The blockchain revolution promises to dramatically change how people live, yet much of the benefit will not be directly seen by the public. Institutions that provide products and services will soon become vastly more efficient as a result of distributed ledgers. Topping this list may be utility providers, most of which are developing plans to implement the technology into their systems.
Energy providers across the globe are presently taking a close look at how blockchain can impact their operations. Numerous pilot projects are in place, most of which involve electric companies and power plants using the technology to create better tracking systems and more efficient power grids. For example, blockchain can streamline the archaic system of energy trading. It can also play a role making power infrastructure more secure, and automate processes such as meter reading and plant production data.
In a larger sense, however, blockchain technology has the potential to overhaul the entire means by which electricity is produced and consumed. Notably, it can enable individuals to produce their own power via solar panels, and sell it to others across the grid infrastructure, independent of any utility.

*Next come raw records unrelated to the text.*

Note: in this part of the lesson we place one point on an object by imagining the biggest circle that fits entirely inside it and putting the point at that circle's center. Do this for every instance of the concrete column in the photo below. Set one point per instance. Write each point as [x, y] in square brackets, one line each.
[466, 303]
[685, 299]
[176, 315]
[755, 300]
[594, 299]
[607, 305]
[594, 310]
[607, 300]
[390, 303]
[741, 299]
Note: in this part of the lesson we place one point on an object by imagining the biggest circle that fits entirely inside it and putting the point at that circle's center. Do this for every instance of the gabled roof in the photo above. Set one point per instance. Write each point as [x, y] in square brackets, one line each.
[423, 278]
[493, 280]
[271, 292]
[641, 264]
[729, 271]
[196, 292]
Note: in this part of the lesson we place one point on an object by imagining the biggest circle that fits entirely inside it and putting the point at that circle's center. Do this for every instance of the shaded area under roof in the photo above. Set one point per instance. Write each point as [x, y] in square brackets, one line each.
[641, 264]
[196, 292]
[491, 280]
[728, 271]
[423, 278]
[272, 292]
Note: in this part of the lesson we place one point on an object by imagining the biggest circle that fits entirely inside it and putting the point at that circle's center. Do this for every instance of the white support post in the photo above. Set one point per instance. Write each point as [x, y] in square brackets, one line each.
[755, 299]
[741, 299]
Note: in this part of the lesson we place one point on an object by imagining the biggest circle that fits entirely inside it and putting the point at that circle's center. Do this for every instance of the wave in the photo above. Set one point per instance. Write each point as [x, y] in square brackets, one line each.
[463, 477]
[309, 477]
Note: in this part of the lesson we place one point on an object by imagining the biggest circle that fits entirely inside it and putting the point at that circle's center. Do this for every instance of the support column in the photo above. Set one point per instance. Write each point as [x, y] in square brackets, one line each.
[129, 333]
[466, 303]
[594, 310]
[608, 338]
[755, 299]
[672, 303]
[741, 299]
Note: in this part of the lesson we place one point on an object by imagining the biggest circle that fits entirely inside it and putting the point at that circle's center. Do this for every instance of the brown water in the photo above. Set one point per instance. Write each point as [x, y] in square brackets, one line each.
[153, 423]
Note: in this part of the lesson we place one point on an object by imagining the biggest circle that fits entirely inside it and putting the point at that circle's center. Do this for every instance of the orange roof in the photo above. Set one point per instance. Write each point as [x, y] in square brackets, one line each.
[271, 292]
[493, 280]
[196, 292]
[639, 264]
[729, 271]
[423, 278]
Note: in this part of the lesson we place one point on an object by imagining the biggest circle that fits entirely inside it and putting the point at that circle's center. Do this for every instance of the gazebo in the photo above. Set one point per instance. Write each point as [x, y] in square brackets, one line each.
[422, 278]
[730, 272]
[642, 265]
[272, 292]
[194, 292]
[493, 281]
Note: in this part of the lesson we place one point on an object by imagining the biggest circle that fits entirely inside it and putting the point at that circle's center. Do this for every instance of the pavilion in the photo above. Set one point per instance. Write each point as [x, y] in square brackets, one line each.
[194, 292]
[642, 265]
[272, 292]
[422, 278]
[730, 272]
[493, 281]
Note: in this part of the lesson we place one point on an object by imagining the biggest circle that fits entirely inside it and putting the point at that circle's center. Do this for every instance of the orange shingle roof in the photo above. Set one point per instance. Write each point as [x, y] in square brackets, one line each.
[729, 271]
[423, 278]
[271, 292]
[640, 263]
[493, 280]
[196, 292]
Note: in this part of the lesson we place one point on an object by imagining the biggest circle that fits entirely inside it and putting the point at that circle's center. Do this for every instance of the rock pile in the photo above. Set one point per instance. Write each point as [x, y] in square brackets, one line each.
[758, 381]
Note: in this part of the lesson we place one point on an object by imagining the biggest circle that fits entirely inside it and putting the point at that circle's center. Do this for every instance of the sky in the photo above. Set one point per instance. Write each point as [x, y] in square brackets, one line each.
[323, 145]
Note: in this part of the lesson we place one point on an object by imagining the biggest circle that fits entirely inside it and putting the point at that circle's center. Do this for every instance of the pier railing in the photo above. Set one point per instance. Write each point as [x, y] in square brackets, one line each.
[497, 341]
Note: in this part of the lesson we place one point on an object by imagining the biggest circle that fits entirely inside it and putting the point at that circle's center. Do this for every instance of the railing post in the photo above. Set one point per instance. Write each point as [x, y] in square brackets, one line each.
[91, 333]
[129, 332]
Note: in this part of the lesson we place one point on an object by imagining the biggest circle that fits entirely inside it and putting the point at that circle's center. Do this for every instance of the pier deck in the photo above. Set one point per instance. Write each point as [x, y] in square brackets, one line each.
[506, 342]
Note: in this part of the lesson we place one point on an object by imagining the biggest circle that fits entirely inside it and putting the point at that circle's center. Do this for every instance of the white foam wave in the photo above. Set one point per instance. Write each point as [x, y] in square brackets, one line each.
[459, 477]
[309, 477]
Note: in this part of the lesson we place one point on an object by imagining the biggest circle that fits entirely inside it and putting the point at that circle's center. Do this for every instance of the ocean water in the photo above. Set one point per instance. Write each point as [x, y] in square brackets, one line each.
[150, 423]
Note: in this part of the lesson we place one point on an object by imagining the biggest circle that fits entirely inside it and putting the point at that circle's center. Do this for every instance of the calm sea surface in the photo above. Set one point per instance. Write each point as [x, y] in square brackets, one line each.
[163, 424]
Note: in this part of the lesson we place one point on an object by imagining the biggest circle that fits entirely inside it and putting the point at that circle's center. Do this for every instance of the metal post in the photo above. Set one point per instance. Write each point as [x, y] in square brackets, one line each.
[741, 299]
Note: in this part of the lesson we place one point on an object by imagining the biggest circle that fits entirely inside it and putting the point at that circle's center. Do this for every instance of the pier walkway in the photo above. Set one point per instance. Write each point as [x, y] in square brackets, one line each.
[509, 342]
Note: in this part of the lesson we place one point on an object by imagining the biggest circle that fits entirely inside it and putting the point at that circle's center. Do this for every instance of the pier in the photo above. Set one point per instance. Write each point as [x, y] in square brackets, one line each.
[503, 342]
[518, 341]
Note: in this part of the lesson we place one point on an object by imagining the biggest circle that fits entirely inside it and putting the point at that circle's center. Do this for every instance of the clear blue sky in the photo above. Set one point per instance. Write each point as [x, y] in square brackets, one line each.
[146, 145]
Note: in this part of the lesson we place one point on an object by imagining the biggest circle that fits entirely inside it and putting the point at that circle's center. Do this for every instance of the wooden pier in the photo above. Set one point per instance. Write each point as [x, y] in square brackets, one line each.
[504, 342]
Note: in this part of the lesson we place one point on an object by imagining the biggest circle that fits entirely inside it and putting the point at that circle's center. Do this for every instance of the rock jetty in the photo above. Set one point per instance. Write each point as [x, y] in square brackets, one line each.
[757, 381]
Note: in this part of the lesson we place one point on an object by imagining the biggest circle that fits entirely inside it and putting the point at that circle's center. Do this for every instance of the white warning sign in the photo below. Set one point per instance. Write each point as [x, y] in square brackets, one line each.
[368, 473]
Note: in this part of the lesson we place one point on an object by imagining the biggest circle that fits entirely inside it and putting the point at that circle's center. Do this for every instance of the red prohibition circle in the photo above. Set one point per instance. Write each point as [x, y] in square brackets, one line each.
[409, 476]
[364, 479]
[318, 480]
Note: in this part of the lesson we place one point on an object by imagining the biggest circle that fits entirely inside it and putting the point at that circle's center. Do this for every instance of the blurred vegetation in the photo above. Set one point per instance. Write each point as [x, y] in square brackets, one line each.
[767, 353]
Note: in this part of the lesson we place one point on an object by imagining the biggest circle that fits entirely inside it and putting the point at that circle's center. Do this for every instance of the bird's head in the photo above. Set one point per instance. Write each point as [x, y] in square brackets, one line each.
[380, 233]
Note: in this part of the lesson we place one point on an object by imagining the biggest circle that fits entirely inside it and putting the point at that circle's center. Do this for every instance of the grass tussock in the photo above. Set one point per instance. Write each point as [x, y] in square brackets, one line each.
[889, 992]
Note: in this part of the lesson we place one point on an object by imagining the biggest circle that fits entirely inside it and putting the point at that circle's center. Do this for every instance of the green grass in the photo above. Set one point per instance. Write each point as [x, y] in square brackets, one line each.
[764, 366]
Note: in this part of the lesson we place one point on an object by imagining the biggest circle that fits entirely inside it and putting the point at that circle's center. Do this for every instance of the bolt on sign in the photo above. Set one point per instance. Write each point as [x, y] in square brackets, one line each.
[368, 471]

In fact, proof-of-concept microgrids have already been established across neighborhoods that demonstrate the ability to produce, store, and trade electricity securely and efficiently via blockchain.
Water utilities also are developing plans to implement blockchain. The fact that global water sources are under threat underscores the need to implement systems to better manage this limited resource. Distributed ledger systems are likely to play a key role in this regard. For example, they can far more effectively manage water rights and usage data. Blockchain has many uses in making agriculture more efficient, which will save water, and also reduce the use of fertilizers and pesticides. There are also use cases for municipal water systems that will reduce waste and improve wastewater treatment.
The continued movement toward urbanization presents a tremendous global challenge, and as with individual utility sectors, major cities are embracing blockchain to help with growing population challenges. Future cities are set to integrate the technology into a wide range of municipal services, creating so-called “smart cities” that will function far more efficiently. Taipei, for example, is working with the Iota Foundation to use the Iota Tangle for such projects as air quality monitoring, streamlined waste collection, and digital resident identification. Also, with the support of the European Union, dozens of European cities have smart city initiatives involving blockchain.
It is worth noting that many of these blockchain-based projects are well into the testing phase, and a number of them will be implemented by the end of next year. They are examples of how mainstream use of this revolutionary technology is very near. Also, they demonstrate the fact hat distributed ledger systems are far more significant than merely the adoption of cryptocurrency. They promise to revolutionize all aspects of modern life.
No doubt the implementation of blockchain platforms into utilities will be a trial and error process, and there will be both successes and failures. Nevertheless, blockchain technology is rapidly moving into the sector. It stands to change how critical services are delivered to billions across the globe. The process may presently be in its early stages, but the transition is clearly underway.